The subterranean apartment was much larger than he had expected to see, being fully five paces long by four wide. The walls and floor were of hard-packed sand, the roof of heavy timbers supported by posts of unpeeled cedar set at intervals along the walls. Although the floor must have been a full two feet below the ocean level it was scarcely more than moist. Three narrow two-inch boards ran from wall to wall at the end of the chamber opposite the ladder and served to hold the instruments of the wireless outfit: battery, jars, coils, detector, spark gap, condenser, switches and key. The discarded receiver swung over the edge from its cords. As was discovered later, the wires to the aerial were led along the roof and up a corner of the shaft. At the right of the bench a green tin lamp was supported by a nail driven in a post. There was no furniture except the empty box that had done duty as a chair. Some nails in the supporting posts held the coats and hats of the four conspirators. A box of safety matches had been spilled and its contents lay scattered on the ground.

Nelson had no difficulty in picking out the leader of the four, the one whose bearing at a distance had stamped him as military. It was he who had fought so desperately with Jones and who now, somewhat the worse for the encounter, stood straight against the wall, hands upheld and a sneering and haughty smile on his good-looking face. As Nelson observed him he spoke to the ensign.

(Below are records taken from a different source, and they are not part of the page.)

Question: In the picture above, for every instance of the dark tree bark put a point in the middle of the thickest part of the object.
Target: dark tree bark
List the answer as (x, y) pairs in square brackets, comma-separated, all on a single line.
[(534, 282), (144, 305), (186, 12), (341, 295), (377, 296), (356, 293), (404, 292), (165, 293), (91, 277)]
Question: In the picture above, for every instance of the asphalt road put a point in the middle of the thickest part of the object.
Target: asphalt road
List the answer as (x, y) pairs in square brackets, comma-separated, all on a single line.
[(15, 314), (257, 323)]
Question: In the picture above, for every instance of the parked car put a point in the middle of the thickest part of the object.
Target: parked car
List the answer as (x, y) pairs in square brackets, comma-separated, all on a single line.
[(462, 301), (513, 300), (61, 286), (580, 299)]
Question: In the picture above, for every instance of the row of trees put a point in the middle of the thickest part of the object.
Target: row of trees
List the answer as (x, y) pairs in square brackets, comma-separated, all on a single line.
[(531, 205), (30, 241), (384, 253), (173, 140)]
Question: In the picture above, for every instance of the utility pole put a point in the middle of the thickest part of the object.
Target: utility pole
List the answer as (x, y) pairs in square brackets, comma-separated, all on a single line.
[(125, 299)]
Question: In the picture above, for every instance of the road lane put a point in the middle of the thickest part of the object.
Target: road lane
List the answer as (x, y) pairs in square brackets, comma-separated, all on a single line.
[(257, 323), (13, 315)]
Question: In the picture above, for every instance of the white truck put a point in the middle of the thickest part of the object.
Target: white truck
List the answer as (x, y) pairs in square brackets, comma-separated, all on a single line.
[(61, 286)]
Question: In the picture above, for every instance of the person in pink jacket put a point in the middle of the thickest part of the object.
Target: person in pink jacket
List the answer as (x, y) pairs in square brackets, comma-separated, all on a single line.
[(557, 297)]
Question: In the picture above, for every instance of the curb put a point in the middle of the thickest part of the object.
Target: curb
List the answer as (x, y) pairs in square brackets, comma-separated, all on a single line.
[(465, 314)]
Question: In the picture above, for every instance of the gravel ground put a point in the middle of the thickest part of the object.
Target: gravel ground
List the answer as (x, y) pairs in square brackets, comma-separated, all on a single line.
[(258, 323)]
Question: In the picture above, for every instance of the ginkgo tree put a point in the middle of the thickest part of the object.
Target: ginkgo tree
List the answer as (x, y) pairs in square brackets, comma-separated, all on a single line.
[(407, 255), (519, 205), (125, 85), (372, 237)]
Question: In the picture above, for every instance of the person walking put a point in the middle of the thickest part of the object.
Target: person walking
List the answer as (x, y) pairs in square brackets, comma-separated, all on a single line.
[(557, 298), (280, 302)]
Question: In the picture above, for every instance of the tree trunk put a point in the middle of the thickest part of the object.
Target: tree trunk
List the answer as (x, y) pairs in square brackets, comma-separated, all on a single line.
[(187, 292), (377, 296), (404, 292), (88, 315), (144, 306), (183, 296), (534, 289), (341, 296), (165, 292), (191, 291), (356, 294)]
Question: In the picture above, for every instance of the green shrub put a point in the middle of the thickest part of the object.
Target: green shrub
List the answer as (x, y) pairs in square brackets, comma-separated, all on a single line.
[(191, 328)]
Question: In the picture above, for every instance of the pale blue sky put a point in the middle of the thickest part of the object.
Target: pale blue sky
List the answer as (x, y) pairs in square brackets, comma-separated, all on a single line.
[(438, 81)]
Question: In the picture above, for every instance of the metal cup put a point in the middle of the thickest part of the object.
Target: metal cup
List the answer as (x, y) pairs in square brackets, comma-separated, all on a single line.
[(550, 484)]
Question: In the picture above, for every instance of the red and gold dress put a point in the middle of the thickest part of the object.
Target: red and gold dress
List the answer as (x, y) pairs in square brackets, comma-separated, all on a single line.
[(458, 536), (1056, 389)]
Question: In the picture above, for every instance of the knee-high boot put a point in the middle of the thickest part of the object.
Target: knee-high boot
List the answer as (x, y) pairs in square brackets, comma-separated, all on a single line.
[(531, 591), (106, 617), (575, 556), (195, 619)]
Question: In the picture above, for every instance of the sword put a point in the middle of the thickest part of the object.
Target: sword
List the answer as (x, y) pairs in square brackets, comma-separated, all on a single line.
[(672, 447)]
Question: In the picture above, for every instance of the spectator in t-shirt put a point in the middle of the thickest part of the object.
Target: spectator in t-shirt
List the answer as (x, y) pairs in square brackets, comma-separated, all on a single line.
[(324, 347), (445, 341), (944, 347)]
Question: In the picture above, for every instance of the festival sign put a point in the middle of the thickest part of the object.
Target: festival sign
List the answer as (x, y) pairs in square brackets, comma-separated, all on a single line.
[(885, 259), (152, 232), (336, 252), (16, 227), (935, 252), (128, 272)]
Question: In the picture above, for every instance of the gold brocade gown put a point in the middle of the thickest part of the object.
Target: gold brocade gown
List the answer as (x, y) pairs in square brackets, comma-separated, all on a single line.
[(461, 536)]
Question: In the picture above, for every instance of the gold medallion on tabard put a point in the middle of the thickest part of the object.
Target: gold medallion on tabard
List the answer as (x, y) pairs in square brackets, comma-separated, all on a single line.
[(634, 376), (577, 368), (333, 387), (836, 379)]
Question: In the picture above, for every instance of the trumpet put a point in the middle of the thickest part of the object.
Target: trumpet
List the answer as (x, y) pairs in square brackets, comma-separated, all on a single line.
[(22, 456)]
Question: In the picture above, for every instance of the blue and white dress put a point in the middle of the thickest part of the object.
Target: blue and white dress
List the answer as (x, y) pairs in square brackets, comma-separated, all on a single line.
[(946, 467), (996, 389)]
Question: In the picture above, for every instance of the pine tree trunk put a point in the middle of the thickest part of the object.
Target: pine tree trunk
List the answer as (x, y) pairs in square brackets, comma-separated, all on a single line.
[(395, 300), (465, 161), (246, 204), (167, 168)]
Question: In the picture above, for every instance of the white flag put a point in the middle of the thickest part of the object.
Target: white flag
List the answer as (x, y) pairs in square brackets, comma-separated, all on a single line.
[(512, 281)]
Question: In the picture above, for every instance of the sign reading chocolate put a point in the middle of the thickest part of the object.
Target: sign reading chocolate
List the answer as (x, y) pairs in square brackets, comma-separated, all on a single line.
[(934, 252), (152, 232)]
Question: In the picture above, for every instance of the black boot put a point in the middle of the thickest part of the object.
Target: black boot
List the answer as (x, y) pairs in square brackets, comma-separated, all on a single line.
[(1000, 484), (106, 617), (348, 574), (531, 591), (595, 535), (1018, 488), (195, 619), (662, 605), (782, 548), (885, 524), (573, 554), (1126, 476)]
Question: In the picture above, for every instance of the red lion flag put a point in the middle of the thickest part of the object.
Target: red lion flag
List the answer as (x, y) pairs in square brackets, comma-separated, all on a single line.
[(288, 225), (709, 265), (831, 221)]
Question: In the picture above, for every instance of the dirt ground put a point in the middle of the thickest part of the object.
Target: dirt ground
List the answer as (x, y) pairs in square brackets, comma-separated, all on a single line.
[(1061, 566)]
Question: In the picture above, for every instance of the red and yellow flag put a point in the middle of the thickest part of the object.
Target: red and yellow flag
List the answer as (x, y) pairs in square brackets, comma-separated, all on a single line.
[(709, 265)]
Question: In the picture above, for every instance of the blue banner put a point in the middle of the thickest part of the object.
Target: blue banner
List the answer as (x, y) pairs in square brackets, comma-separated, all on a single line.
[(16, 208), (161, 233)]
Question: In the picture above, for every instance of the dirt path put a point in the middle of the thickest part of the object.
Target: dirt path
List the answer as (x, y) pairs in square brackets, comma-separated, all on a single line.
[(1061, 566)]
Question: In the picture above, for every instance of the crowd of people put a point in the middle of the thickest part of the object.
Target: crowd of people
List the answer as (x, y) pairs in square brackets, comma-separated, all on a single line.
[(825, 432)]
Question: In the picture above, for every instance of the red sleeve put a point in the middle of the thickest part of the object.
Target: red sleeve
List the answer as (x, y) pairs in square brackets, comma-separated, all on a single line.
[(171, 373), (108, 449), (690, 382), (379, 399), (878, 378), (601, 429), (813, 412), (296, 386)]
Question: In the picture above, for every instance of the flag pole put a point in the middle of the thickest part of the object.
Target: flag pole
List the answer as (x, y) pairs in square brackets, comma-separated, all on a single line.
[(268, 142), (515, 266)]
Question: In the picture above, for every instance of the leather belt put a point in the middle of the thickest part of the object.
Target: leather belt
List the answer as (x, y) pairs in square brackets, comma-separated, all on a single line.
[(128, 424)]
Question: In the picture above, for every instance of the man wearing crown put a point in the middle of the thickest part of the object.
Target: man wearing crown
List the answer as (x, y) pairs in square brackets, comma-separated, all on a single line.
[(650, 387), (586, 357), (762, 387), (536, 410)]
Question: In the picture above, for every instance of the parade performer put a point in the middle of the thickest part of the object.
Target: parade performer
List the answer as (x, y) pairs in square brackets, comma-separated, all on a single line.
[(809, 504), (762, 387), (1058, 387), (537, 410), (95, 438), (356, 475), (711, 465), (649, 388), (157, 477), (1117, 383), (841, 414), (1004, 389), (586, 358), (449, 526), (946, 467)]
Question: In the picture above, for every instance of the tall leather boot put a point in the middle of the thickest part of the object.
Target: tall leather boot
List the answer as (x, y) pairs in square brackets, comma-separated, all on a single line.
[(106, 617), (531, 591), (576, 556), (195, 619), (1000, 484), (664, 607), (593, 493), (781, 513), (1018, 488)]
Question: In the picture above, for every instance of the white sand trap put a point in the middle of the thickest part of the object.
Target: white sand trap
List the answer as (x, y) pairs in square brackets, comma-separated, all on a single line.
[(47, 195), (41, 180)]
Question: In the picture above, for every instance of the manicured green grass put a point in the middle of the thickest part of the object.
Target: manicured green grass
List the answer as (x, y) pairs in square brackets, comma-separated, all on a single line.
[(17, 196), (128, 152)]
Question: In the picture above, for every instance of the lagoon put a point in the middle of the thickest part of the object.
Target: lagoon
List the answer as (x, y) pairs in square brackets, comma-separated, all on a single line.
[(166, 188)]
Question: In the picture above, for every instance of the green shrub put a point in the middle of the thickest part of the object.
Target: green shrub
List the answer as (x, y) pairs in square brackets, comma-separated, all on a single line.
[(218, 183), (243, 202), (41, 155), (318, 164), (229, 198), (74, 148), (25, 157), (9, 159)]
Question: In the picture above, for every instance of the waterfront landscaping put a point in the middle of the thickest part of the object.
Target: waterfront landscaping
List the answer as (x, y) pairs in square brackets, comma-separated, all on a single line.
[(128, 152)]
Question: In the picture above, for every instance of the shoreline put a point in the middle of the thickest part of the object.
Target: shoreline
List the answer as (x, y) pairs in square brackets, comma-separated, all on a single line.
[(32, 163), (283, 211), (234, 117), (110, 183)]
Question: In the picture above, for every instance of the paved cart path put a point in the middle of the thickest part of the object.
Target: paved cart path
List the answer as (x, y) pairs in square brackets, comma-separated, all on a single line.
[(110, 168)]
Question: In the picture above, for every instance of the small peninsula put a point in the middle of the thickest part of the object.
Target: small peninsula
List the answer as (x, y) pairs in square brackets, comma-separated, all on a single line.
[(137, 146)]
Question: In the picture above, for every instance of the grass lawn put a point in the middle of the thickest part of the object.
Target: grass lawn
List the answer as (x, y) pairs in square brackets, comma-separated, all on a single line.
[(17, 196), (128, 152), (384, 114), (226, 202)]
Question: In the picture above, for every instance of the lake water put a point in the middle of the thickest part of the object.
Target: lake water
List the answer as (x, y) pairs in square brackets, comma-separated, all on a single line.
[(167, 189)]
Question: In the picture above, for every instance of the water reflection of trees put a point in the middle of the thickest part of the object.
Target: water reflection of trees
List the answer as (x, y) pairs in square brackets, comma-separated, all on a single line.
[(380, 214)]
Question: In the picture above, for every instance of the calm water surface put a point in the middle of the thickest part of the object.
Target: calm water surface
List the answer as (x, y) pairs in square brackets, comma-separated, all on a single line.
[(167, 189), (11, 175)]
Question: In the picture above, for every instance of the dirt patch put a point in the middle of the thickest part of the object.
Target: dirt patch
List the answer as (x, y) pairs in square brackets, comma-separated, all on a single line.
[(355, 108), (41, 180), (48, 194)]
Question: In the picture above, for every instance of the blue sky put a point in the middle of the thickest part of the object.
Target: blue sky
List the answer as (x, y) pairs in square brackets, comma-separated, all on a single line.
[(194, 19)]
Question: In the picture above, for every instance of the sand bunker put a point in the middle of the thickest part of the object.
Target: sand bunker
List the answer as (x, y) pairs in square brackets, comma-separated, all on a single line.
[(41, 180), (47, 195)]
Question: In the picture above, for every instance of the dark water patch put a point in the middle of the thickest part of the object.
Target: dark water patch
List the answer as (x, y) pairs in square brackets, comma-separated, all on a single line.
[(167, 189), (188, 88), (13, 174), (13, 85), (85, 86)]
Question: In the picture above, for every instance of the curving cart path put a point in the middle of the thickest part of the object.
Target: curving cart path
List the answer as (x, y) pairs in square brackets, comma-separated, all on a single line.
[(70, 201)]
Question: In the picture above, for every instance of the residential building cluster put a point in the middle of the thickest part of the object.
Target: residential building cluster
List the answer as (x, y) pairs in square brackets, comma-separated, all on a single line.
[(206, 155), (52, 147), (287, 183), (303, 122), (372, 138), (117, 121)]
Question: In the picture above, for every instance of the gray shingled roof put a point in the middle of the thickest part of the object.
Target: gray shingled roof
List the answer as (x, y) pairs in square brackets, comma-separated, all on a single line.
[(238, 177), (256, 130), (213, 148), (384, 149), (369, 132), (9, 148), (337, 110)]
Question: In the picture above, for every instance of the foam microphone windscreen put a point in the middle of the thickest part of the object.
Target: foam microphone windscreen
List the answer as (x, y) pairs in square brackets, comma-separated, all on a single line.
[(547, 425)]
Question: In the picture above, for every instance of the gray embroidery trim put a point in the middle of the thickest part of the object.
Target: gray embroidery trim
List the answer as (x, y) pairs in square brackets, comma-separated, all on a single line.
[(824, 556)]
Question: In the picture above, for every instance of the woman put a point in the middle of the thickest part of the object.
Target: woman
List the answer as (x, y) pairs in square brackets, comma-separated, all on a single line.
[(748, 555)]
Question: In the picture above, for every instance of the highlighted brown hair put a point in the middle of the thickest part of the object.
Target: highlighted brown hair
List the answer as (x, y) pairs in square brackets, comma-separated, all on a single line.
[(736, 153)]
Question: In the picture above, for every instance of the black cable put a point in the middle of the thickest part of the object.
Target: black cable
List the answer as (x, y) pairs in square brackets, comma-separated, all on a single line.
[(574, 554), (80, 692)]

"What you find there will be of no use to you," he said. "If you seek to prove us guilty of anything unlawful, sir, you are doomed to disappointment." He spoke in very precise English which might well have deceived his hearer until the latter had viewed the typically German countenance with its rather small gray eyes under heavy brows, its somewhat aquiline nose, high cheeks, carefully waxed mustaches and general expression of arrogance.

"We will let others decide that," replied the ensign coldly. He bundled the few papers and a small black leatherette-covered book together and placed them with care in the inner pocket of his jacket. Then: "Place these instruments, as many as you can, back in this box, Troy," he directed. "Hello, what's the matter with your arm?"

"I think a bullet got me, sir."

"Let me see. I should say so! Get his sleeve out of the way, Endicott. Better cut it. That's it." He made a tourniquet above the wound from which the blood was running freely. "You go on up, lad. Call Masters down to help you."

He turned then to the prisoners. "You will march to the ladder, one at a time, and wait outside. There is no use trying to escape, for a patrol boat is lying off the beach. Besides, you will be shot instantly the moment you make a break. Lieutenant Haegel, you first, please."

The man started at the sound of his name and two white disks appeared at his cheek-bones. But he bowed, smiled ironically and asked: "I may lower my hands, I presume?"

"Yes. Go first, Staples. Now, then——"

Outside, Nelson, suddenly feeling faint, sat on the sand and tried to keep the trees from swaying. He saw Staples emerge, and then the German addressed as Lieutenant Haegel, but no others, for just then he toppled quietly over on the ground.